This is Part 2 of a series of reports about Colin Reilly’s Research.
Author: Colin Reilly
Summary edited by: Becky Hardiman
About the survey
This parent and teacher survey focussed on aspects of educational provision, social functioning and family support needs for children with four genetic syndromes (fragile X syndrome Prader-Willi Syndrome, Williams Syndrome and Velo-Cardio-Facial Syndrome (also known as 22qdeletion syndrome)) and was carried out in the UK and Ireland in 2011.
This is one of the largest studies to date to feature the views of parents and teachers of children with fragile X syndrome in relation to educational provision. In total, 381 parents (115 parents of children with fragile X syndrome (94 male and 21 female children)) and 204 teachers (59 teachers of children with fragile X syndrome (46 male and 13 female)) returned surveys. In the fragile X syndrome group, 101 of the parent responses were from the UK and 14 from Ireland while in the teacher group 49 teachers were from the UK and 10 from Ireland.
What approaches do people find effective for teaching children to read?

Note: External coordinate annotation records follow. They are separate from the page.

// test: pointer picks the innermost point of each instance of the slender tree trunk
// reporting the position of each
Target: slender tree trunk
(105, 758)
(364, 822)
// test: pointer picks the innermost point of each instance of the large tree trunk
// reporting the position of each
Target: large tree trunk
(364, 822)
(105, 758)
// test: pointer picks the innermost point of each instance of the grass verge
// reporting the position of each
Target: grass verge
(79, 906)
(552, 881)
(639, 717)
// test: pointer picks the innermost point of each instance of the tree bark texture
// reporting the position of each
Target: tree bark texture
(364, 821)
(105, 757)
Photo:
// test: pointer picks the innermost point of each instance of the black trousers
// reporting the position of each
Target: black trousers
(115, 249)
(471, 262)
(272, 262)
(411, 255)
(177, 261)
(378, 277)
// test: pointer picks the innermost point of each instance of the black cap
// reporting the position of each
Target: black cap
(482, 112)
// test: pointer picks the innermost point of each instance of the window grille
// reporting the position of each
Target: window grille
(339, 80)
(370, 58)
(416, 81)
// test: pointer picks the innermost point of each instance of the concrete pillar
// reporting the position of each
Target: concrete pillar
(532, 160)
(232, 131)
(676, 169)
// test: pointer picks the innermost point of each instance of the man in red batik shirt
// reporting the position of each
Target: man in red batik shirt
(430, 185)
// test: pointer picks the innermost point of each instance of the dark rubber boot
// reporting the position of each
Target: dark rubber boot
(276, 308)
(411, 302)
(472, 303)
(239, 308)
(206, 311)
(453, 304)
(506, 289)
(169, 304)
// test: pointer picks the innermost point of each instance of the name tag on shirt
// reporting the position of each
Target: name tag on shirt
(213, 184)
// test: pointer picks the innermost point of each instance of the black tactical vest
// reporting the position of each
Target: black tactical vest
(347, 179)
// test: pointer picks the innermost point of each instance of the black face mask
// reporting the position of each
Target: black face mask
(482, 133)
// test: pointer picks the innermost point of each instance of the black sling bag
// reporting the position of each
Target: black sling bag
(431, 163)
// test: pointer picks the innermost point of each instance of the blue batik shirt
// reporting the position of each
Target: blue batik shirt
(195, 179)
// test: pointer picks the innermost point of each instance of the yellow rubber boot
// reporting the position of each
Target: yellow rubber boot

For the children with Fragile X who could recognise some words, parents and teachers were asked what the teaching approach was that they felt had been the most effective for helping them to learn. The two main approaches to learning to read are:
Phonics based approach: learning to read by learning to piece together words by letters and their sounds
Sight words: learning to recognise individual words as a whole.
Both parents and teachers most commonly said that they had used a sight word approach to help the child learn to recognise words. This was different to the other syndrome groups which were researched, where the phonics approach was rated as being more effective.
*Other Approach included combinations of approaches (e.g., sight and phonics)
Educational Strategies for Working with Children with Fragile X
There are a number of published guidelines (for example, the Fragile X Society’s guide) which have been written based upon clinicians’ (who have expertise in working with people with Fragile X) experiences of strategies that are particularly helpful for this group, and based on research into the cognitive styles of people with Fragile X. The main recommended teaching strategies include:
“Side-on teaching”: sitting side-by side-during teaching, to reduce eye contact and social anxiety which could be counterproductive during learning.
Presenting tasks as a whole, rather than breaking them down step-by-step (due to children with FXS being better at processing things simultaneously, and difficulty with linking things together in a sequence)
Presenting materials visually
Avoid direct questions
Both parents and teachers were asked (via an open question) which strategies they had heard of which were most effective for working with children with Fragile X.
The top strategies that parents identified were:
In contrast, the top strategies that teachers were aware of were:
The ‘Side-on Teaching’ approach was mentioned by only 5% of teachers of children with fragile X syndrome whereas it had been mentioned by 29% of parents of children with the syndrome (it was mentioned by no parents for the other syndrome groups).
The need to avoid direct questioning in children with fragile X syndrome and the relative strength in simultaneous processing has been suggested by a number of authors. However, these were rarely referred to by parents or teachers in this study. It would appear that parents and teachers are not often aware of the more specific syndrome specific guidelines which reflect more subtle aspects of a syndrome’s cognitive and behavioural profile. Therefore, there may be a need for awareness raising on the more specific aspects of the learning and behavioural profile in fragile X.
What do teachers feel are the most effective approaches for working with children with Fragile X?
Teachers were asked, via an open question, which teaching approaches had been effective when working with their pupils who had Fragile X Syndrome. The teachers’ responses were then analysed to see which strategies they had spontaneously mentioned. The top three strategies which teachers said that they found to be effective were:
One third of the teachers found using routine and structure useful
A quarter of teachers found it that children learned by “doing” (Experiential learning)
A quarter of teachers found it useful to using visual approaches
Interestingly, the need for ‘side on teaching’, an approach specifically recommended for fragile X syndrome was not mentioned at all by teachers when asked what works best. This is somewhat surprising given the emphasis on this in published guidelines. Therefore, there is some evidence that what is emphasised in published guidelines for the syndromes is not always reflected in actual practice. There are a number of possible reasons for this, including the possibility that some of the guidelines are not useful, or at least not useful with all of the children with the syndrome. Another possibility is the teachers are not using the most effective approaches and should be adhering more closely to the published guidelines.